Yeah my housing looks like this, so I’m a bit worried it will need a lot of washers/longer bolts etc.
Posted 22 May 2021 - 08:59 PM
Posted 23 May 2021 - 09:02 AM
If you are going to add a stabiliser at the Rad end then get the DSN one don’t bother with any of the others they are just a pain and are crap.
https://www.dsnclass...-big-bore-long/
don’t forget the spacer that is mentioned in the text.
Posted 25 May 2021 - 12:00 PM
Do I need to drop the engine/subframe to replace the front-rear subframe mounts? Or can I just jack the body up, and hope I can wiggle the old mounts out?
thanks
Posted 25 May 2021 - 12:46 PM
I've done them without loosening the tower bolts, by having two people; one tries to put bolts through the holes, while the other levers with a screwdriver/tire iron. There's often quite a bit of force on them in situ, so it's not an easy job by yourself. Don't hammer any bolts through as you'll damage the thread.

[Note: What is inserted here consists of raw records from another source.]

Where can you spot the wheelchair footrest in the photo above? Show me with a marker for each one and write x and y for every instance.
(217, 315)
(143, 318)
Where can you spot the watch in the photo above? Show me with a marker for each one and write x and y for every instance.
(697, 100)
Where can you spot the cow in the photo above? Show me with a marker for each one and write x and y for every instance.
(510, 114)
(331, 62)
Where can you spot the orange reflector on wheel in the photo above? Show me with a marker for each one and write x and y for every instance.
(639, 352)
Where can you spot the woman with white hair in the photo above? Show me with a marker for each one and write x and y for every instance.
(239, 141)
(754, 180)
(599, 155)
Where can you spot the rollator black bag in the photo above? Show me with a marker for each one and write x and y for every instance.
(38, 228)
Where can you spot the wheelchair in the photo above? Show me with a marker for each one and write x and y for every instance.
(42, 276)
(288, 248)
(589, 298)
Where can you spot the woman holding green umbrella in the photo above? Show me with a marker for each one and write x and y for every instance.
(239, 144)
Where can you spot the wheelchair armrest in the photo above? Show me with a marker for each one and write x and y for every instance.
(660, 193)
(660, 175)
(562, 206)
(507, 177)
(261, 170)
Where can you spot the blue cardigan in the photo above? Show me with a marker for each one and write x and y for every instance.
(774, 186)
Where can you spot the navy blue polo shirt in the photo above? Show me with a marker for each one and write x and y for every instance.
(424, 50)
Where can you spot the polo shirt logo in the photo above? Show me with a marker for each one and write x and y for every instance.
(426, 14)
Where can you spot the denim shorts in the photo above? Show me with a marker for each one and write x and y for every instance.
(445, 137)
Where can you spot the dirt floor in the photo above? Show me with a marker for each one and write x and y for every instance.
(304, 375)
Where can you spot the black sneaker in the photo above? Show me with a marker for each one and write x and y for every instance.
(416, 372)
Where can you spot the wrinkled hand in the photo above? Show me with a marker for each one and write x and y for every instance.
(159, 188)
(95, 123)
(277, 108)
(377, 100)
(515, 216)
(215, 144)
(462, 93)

Posted 09 June 2021 - 08:52 PM
Posted 24 May 2022 - 11:21 AM
Do I need to drop the engine/subframe to replace the front-rear subframe mounts? Or can I just jack the body up, and hope I can wiggle the old mounts out?
thanks
A bit late but...
When i let the clutch in on gear changes the was a bang. It turned out the lower engine steady bar had failed at one of the ends. It looked fine in situ but with a bit of prying you could see where it had broken off at one end.
As standard i think there are two engine steadies, one on the top at the flywheel end and the other below at the water pump end of the engine.
I replaced that the lower one and added one on the other side. i didn't bother with the thermostat end top engine steady because of the extra work involved, instead of just bolting something on.